In the field of autonomous driving, velocity planning is of paramount importance for handling dynamic obstacle scenarios. To avoid unnecessary acceleration and deceleration, self-driving vehicles need to find an energy-optimized velocity trajectory. Moreover, in complex traffic environments, the vehicle trajectory must consider the spatio-temporal coupling problem to avoid unrealistic driving paths. To address these challenges, this paper proposes a hierarchical planner that first plans the path and then performs speed planning based on the already planned path. Specifically, we focus on the energy consumption factor and use dynamic programming for speed planning while combining safety and comfort considerations. The optimal energy-saving trajectory is obtained by combining the speed profile with the optimal path. To cope with complex scenarios on real roads, we propose an adaptive trajectory adjustment strategy based on model predictive control to track by adaptively selecting tracking modes. Finally, hardware-in-the-loop experimental validation demonstrates that our proposed method significantly reduces energy consumption compared with the traditional decoupling method while ensuring that the autonomous vehicle adapts well to complex traffic scenarios.
动态交通场景下自动驾驶的节能速度规划
在自动驾驶领域,速度规划对于处理动态障碍场景至关重要。
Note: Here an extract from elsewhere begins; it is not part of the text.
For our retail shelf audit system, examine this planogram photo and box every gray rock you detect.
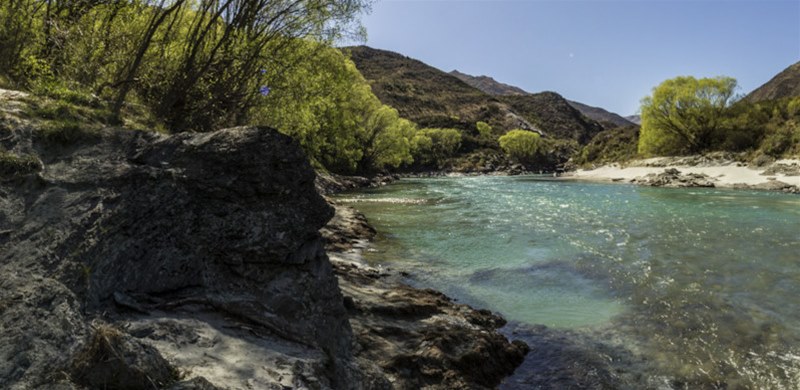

为了避免不必要的加速和减速,自动驾驶车辆需要找到能量优化的速度轨迹。此外,在复杂的交通环境中,车辆轨迹必须考虑时空耦合问题,以避免不切实际的驾驶路径。为了应对这些挑战,本文提出了一种分层规划器,它首先规划路径,然后根据已规划的路径执行速度规划。具体来说,我们将重点放在能耗因素上,并使用动态编程进行速度规划,同时将安全性和舒适性结合起来考虑。通过将速度曲线与最优路径相结合,可获得最佳节能轨迹。为了应对实际道路上的复杂情况,我们提出了一种基于模型预测控制的自适应轨迹调整策略,通过自适应选择跟踪模式来进行跟踪。最后,硬件在环实验验证表明,与传统的解耦方法相比,我们提出的方法显著降低了能耗,同时确保自动驾驶汽车能够很好地适应复杂的交通场景。
本文章由计算机程序翻译,如有差异,请以英文原文为准。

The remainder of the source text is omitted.